Second paragraph of third chapter: Today, these accelerators are obsolete-their mega-electron volt energies long surpassed by giga-electron volt particle colliders. They're no longer winning Nobel prizes, but physicists and graduate students still wait six months for time on an accelerator beamline. After all, our accelerators are fine for studying exotic nuclear particles and searching out new forms of matter, with esoteric names like quark-gluon plasmas or pion condensates. And when the physicists aren't using them, the beams are used for biomedical research, including cancer therapy.
The 1980s were more innocent times than ours. This is the first-person account of how Stoll, an astrophysics graduate turned sysadmin at the Lawrence Berkeley National Laboratory, spotted unauthorised access to the departmental VAX one day in 1986 and set off on a detective trail that eventually led to Cold War hacking and espionage. One has to admire his forensic attention to detail, in the face of apathy from the USA's own intelligence and security services and the constant threat of being told to get on with his day job by his bosses; but it's also extraordinary to reflect on how things have changed, in that there would be no difficulty now in getting a government agency to pay attention to hacking on this scale; there would be no legal difficulty in bringing a prosecution; the technical tools to track down hackers are much better developed; and the big international threat to cybersecurity is not in Russia but further east.

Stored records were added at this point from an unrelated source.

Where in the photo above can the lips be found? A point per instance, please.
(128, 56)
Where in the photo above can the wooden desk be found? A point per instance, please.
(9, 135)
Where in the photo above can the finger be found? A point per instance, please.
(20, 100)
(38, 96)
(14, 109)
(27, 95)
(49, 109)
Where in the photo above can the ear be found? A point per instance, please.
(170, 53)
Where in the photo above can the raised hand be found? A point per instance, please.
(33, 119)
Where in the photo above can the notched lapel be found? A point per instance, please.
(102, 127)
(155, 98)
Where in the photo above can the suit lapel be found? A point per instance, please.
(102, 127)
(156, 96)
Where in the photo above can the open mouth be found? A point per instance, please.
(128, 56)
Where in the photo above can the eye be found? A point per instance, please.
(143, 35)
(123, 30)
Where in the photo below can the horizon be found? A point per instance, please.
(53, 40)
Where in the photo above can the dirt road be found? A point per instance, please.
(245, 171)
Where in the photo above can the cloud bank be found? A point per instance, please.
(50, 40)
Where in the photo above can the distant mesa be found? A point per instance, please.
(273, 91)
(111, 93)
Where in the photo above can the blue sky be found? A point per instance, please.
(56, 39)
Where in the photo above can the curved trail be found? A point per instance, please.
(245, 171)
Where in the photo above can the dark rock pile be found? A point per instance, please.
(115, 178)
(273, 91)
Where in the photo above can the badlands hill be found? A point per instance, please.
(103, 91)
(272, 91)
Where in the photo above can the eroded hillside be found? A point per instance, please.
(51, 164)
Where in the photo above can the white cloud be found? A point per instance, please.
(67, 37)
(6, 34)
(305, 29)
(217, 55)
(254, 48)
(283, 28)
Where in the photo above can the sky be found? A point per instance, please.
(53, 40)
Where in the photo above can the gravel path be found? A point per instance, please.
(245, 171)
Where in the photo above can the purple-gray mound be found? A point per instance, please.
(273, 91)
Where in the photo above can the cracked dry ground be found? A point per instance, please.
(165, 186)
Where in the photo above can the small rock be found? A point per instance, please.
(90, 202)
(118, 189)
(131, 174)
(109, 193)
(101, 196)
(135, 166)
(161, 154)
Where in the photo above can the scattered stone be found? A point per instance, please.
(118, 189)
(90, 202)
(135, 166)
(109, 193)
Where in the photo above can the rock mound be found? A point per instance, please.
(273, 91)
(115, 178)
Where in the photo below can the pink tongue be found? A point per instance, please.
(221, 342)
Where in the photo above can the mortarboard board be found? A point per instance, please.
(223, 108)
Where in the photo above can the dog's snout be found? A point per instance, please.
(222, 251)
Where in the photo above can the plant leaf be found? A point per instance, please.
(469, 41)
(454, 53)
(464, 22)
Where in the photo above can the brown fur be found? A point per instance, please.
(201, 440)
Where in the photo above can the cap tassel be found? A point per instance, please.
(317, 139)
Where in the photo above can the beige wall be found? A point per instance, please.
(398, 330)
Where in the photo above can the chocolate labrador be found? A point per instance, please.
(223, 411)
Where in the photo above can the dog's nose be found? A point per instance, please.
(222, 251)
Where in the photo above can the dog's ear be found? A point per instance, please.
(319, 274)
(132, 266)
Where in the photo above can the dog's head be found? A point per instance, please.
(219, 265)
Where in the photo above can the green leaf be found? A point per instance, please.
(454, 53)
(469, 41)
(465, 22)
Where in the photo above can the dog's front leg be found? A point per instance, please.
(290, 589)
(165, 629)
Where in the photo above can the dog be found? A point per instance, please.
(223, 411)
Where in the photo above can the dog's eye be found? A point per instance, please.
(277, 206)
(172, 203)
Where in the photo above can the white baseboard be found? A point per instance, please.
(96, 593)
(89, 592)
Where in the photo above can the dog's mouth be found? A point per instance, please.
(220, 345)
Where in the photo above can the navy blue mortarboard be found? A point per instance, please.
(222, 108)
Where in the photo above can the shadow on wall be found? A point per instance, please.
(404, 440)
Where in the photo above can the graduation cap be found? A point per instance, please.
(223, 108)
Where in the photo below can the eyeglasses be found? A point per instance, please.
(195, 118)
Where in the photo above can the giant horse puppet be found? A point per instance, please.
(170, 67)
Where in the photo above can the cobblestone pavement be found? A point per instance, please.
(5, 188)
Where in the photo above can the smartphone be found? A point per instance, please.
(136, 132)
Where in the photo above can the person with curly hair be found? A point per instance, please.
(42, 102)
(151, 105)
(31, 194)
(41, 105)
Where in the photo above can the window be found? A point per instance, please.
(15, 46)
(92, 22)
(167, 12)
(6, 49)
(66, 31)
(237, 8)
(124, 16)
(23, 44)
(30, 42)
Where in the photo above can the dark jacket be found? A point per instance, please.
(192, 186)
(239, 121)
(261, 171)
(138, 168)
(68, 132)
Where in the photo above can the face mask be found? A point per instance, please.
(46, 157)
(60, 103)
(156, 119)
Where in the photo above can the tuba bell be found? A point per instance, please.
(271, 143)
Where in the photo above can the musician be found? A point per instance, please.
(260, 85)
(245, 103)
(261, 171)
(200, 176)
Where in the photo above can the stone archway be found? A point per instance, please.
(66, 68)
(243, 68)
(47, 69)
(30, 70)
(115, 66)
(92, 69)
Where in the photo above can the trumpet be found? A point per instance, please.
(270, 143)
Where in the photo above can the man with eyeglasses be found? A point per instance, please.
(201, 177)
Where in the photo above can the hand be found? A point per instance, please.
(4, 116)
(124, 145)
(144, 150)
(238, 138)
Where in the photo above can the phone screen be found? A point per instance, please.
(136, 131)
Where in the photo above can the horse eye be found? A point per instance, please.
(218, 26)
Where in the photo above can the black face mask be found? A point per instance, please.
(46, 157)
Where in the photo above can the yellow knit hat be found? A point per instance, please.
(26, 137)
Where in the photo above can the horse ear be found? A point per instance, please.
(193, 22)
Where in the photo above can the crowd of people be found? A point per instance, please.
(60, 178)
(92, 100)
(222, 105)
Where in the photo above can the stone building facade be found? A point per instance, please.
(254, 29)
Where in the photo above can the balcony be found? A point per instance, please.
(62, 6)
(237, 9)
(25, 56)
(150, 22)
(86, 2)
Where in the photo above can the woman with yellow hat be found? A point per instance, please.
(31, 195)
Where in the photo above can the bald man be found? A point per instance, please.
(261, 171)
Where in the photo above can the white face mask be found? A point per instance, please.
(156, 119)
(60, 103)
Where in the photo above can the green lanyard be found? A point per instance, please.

Still, it's a great book.
We actually came across it because Stoll's day job now is to make
Klein bottles, and we got young F a woolly one for Christmas. But a little further investigation turned up this book which also looked like a good bet; and indeed it was.
This came to the top of three of my lists simultaneously: the most popular unread book on my shelves acquired in 2015, the most popular non-fiction book on my shelves, and the top recommendation from
you guys. Next respectively in those sequences are Tales from the Secret Annexe, by Anne Frank; Voices from Chernobyl: The Oral History of a Nuclear Disaster, by Svetlana Alexievich; and Tove Jansson: Work and Love, by Tuula Karjalainen.